Monday, July 11, 2005

Free-Wheeling, as Usual

Free-Wheeling, the book of poems from the Towe Auto Museum 2004 poetry contest about personal transportation, is out: order a copy from the museum (916-442-6802). And charge up your pencils and get started on next year's contest: deadline 11/10. Call the museum for contest guidelines. This contest was the brainchild of two of our active Sacramento poets who also volunteer at the museum, Elsie Whitlow Feliz and Don Feliz; what a creative way to bring poetry into the lives of a large, diverse group of "civilians"! Don has a recent littlesnake broadside out (Switchback Path), and Elsie's rattlechap, Tea With Bunya, will be released in September. Contest judges were also friends of the Snake, Ruth and Fred Harrison.

Patricia Wellingham-Jones and Ellaraine Lockie will be reading at Primopoets in Walnut Creek this Sunday, July 17, from 3-5pm. Both of these ladies have appeared in various Snake-venues, and both of them have too many credits to list, including a multitude of chaps, Pushcart nominations, workshop leading... the list is endless. Their reading is at 100 N. Wiget Lane, Walnut Creek (corner of Ygnacio Valley Rd. and Wiget). Info: 925-212-9447. Here is a sample from Ellaraine (see various issues of the Snake for more poems, and for her wonderful article on paper-making):


EDGE OF NIGHT

Black with blue swollen veins
He sits in stained denim
on the train station bench

Elbows on spread-eagled knees
Sparrow hands on head hung low
A plastic produce bag for a hat

pulled over his ears
Preserving the rising heat
The fragile lobes from frostbite

As winter eats its way
into the San Francisco Bay
with butcher knife teeth

(Previously published in Taproot Literary Review)

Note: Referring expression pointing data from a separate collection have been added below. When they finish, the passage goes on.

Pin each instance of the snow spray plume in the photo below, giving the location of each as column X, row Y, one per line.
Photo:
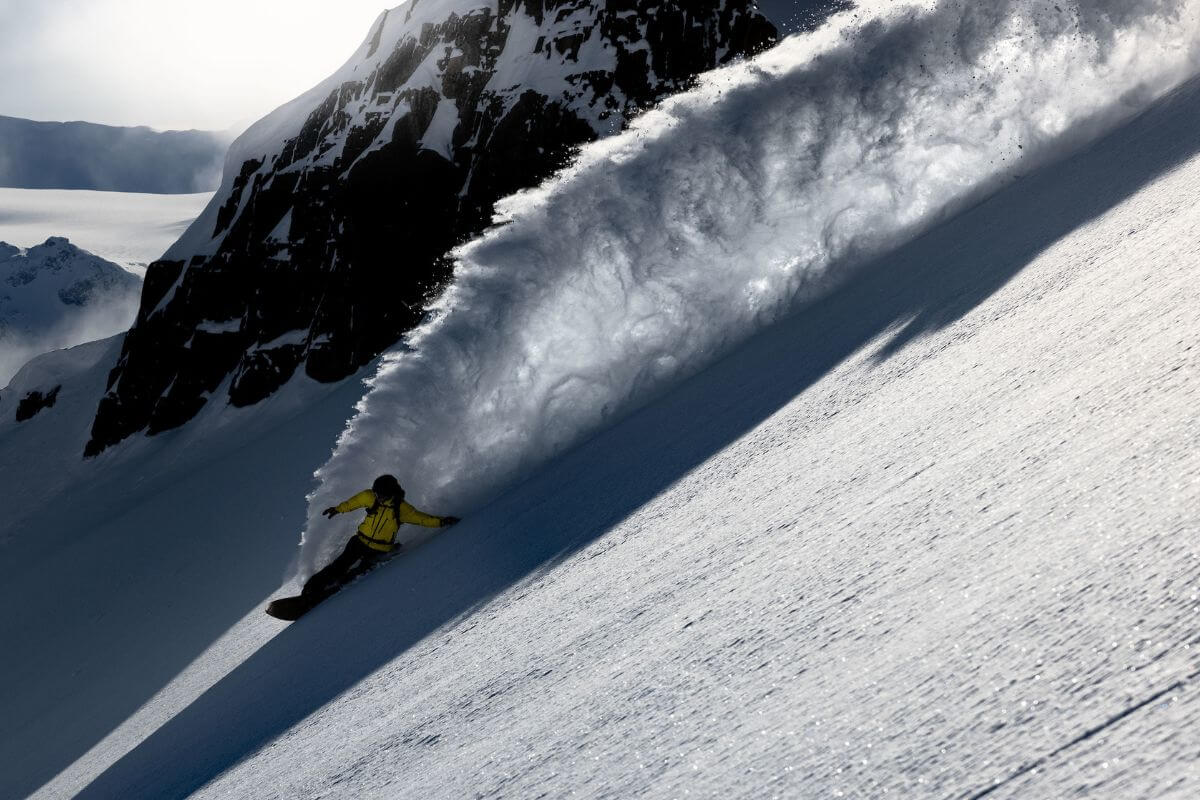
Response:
column 719, row 211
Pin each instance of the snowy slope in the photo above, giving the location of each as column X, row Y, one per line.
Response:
column 931, row 537
column 126, row 567
column 331, row 227
column 925, row 534
column 127, row 229
column 55, row 295
column 725, row 209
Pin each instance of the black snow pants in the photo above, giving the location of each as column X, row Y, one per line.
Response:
column 354, row 560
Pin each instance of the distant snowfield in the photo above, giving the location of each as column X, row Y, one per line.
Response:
column 125, row 228
column 933, row 537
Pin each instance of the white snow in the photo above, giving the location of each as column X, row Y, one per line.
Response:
column 930, row 537
column 57, row 295
column 721, row 210
column 125, row 228
column 931, row 534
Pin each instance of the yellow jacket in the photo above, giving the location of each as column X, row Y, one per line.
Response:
column 378, row 530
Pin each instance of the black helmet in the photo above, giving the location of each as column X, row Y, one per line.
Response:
column 387, row 486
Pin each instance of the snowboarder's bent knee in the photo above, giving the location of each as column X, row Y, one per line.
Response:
column 387, row 511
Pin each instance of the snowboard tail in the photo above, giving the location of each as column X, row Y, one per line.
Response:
column 293, row 608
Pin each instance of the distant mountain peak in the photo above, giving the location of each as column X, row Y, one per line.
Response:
column 55, row 295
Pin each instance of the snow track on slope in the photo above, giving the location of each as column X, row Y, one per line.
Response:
column 725, row 209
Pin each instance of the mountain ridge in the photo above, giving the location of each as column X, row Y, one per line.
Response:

______________________________


THE WHIPPING WOMAN

The woman I hire to daughter my mother
makes bi-weekly visits to the dementia ward
Lies down beside the near-still waters

Accepts the mouth kisses wet with drool
From where gravelly words
dribble down washed-out gullies

Like a whipping boy she bears the brunt
of each face-to-face flagellation
that my rawhide flesh refuses

And for twenty dollars an hour I purchase
like the contraposition of a professional mourner
Substitution for services I can't supply

__________________________

And don't forget: Sac. Poetry Center sponsors a reading tonight by Mildred Hunt; 7:30 at HQ, 25th and R Streets. Go early for the Board meeting at 6, Hamburger Mary's (17th & J).